Sechs Meter - kein Problem

Ein typischer Nowitzki-Wurf, sechs Meter Entfernung zum Korb, die Hand des Gegners im Gesicht, keine leichte Übung - außer für den Deutschen, der genauso traf, wie er es so häufig tut. Es passte ins Bild, dass die Wende in dieser umkämpften Partie mit einer weiteren außergewöhnlichen Bestmarke des 2,13-Meter-Mannes zusammenfiel. Die Fans hatten sich längst applaudierend erhoben, Nowitzki winkte ins Publikum und bedankte sich, es war ein monumentaler Augenblick in seiner langen Karriere.

Am Ende gewann Dallas auch dank weiterer Treffer seines Kapitäns das Spiel, es stand 106:98 - und alles drehte sich nur noch um eine Zahl: Sechsundzwanzigtausendneunhundertdreiundfünfzig.

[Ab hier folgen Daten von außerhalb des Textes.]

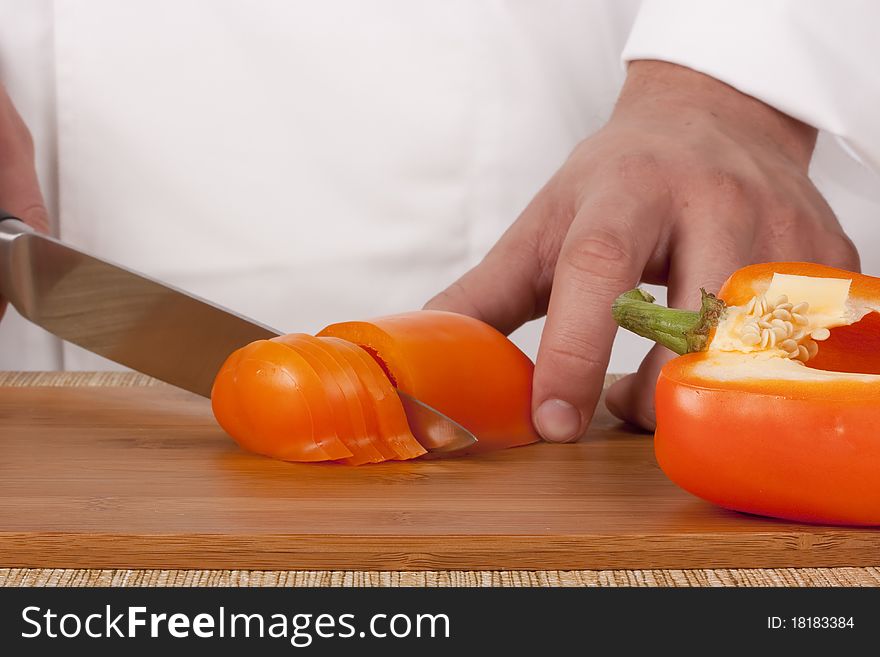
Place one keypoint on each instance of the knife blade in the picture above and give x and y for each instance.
(148, 326)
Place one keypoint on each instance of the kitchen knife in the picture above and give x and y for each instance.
(148, 326)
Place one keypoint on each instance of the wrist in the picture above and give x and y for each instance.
(662, 91)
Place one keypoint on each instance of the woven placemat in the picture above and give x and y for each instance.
(637, 578)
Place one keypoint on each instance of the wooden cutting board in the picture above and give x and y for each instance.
(143, 478)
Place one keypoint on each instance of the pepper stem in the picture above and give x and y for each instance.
(682, 331)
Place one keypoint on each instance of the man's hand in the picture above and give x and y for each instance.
(19, 188)
(688, 181)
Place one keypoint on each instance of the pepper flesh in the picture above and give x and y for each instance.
(760, 433)
(457, 364)
(331, 397)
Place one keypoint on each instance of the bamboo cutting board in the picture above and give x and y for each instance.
(143, 478)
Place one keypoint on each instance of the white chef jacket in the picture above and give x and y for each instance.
(304, 163)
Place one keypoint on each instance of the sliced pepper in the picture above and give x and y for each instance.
(773, 407)
(303, 398)
(459, 365)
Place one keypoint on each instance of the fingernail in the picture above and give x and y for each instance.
(557, 421)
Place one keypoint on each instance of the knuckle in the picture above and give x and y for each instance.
(596, 252)
(638, 165)
(574, 353)
(726, 183)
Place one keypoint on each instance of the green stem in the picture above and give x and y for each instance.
(682, 331)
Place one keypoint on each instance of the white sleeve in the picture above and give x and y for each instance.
(815, 60)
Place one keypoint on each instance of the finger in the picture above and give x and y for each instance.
(704, 257)
(603, 255)
(631, 398)
(511, 284)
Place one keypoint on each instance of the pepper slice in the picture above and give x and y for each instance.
(459, 365)
(342, 392)
(333, 397)
(777, 413)
(271, 401)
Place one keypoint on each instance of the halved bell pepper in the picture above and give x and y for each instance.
(774, 406)
(331, 397)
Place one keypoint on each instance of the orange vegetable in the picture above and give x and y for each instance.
(777, 429)
(332, 397)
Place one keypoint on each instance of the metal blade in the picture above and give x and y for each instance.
(436, 432)
(114, 312)
(151, 327)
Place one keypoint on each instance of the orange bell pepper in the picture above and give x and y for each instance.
(303, 398)
(774, 406)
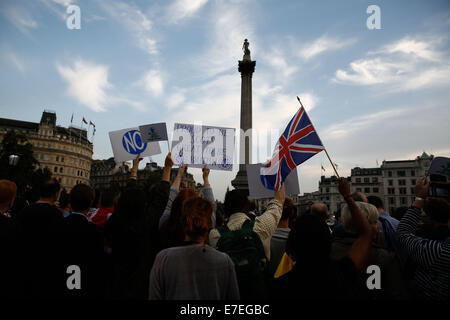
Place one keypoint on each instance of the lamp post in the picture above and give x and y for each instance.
(13, 160)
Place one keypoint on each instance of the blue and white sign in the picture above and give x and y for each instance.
(198, 145)
(128, 143)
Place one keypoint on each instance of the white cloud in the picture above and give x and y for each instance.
(230, 25)
(87, 83)
(152, 81)
(20, 18)
(407, 64)
(323, 44)
(13, 59)
(135, 21)
(181, 9)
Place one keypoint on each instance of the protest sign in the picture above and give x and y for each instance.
(154, 132)
(128, 143)
(198, 145)
(257, 189)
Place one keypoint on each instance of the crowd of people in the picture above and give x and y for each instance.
(172, 244)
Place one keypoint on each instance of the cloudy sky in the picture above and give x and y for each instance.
(372, 95)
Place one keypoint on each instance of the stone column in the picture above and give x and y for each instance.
(246, 68)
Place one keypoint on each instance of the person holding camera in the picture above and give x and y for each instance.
(432, 276)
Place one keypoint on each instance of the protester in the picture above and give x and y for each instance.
(83, 246)
(171, 230)
(315, 274)
(132, 233)
(9, 250)
(193, 271)
(432, 276)
(248, 241)
(392, 286)
(387, 224)
(280, 236)
(102, 214)
(64, 203)
(41, 241)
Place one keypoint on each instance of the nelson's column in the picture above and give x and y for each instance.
(246, 68)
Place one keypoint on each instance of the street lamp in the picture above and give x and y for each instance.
(13, 160)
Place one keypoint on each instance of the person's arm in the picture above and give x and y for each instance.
(423, 251)
(359, 253)
(266, 224)
(174, 189)
(208, 193)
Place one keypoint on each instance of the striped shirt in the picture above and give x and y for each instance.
(433, 258)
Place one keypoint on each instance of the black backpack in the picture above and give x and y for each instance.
(247, 253)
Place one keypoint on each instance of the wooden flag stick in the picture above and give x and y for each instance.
(324, 149)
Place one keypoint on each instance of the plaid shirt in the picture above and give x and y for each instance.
(265, 225)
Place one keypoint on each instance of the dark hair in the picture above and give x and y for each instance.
(376, 201)
(81, 197)
(321, 213)
(300, 245)
(289, 210)
(196, 217)
(235, 201)
(174, 225)
(107, 198)
(49, 188)
(437, 209)
(64, 199)
(399, 212)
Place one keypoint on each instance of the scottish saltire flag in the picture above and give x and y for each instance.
(298, 143)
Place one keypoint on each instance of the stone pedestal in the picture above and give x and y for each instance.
(246, 68)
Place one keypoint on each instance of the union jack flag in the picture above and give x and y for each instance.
(298, 143)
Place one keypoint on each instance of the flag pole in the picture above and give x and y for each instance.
(324, 149)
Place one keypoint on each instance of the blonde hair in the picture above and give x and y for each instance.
(368, 210)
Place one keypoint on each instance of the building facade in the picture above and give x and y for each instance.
(368, 181)
(399, 179)
(66, 152)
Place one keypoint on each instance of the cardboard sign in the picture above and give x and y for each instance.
(198, 145)
(257, 189)
(154, 132)
(128, 143)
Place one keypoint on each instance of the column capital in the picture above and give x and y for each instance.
(246, 67)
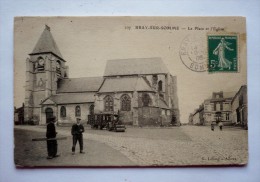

26 953 Punkte hat Nowitzki nun in der NBA erzielt, er lässt damit den in Nigeria geborenen, aber später eingebürgerten Olajuwon (26 946) hinter sich. Und er steht jetzt auf Platz neun der ewigen Scorerliste, vor ihm liegen ausschließlich Spieler, die in den USA zur Welt gekommen sind: Es sind die Allergrößten wie Kareem Abdul Jabbar (38 387), Karl Malone (36 928), Michael Jordan (32 292), Kobe Bryant (31 887) oder Wilt Chamberlain (31 419), der einmal 100 Punkte in einer Partie erzielte. "Das ist eine Ehre", sagte Nowitzki, der an diesem Abend mit 23 Zählern wie fast immer fleißigster Punktesammler seines Teams war.

"The Dream zu überholen, ist unglaublich"

Der zwölfmalige Allstar wirkte überwältigt, als er später den Reportern von seinen Taten berichten sollte: "Dass es zu Hause geklappt hat, ist besonders toll. Die Standing Ovations waren großartig." Wen er da gerade hinter sich gelassen hatte, wusste der zwölfmalige Allstar ganz genau. "The Dream zu überholen, ist unglaublich. Ich war ein riesiger Fan von ihm in den 90ern", schwärmte Nowitzki, der trotz aller Korberfolge nie als Egozocker galt. "Es fühlt sich unwirklich an, von all den Namen umgeben zu sein, die für dieses Spiel so viel bedeuten." Nowitzkis Erfolg unterstreicht auch eine Veränderung in der NBA.

Seit jeher feierte Amerika seine Helden mit gebührendem Pathos und Patrotismus, die LeBrons, Kobes und Shaqs sind auch weiterhin unantastbar - doch mittlerweile ist eben auch für Hauptfiguren aus der Fremde Platz. Basketball hat sich weiterentwickelt, das Spiel ist internationaler geworden, vielfältiger und trotz aller afro-amerikanischen Prägung auch ein Stückchen weißer.

Beim amtierenden Meister San Antonio tragen gleich mehrere gebürtige Nichtamerikaner das Gros der Verantwortung, neben Nowitzki haben auch Akteure wie der Spanier Pau Gasol, der Argentinier Manu Ginobili oder der Kanadier Steve Nash erstaunliche Laufbahnen hingelegt. Und mit dem US-Israeli David Blatt coacht ein Mann die Cleveland Cavaliers, der zwar in Kentucky geboren wurde, aber sein ganzes Profileben in Europa verbrachte. Den ersten ausländischen Cheftrainer prognostizieren Experten in den USA schon länger.

Shaq zittert schon

Natürlich spielt es keine Rolle, wo ein Basketballer her kommt und welche Hautfarbe er hat, aber als weißer Europäer ist Nowitzki eben eine Ausnahme unter den zehn treffsichersten Profis der NBA. Und wenn es so weitergeht, könnte er in Kürze noch weitere US-Größen in der Bestenliste ausstechen. Auf Platz acht steht derzeit Elvin Hayes (27 313), auf Rang sieben Moses Malone (27 409) und Sechster ist Shaquille O'Neal (28 596).

Sollte der Deutsche verletzungsfrei bleiben und nicht der Himmel auf die Erde krachen, sind zumindest die beiden Erstgenannten noch in dieser Saison fällig. Zwei, drei Jahre will Nowitzki noch spielen - vielleicht sollte auch Shaq langsam nervös werden.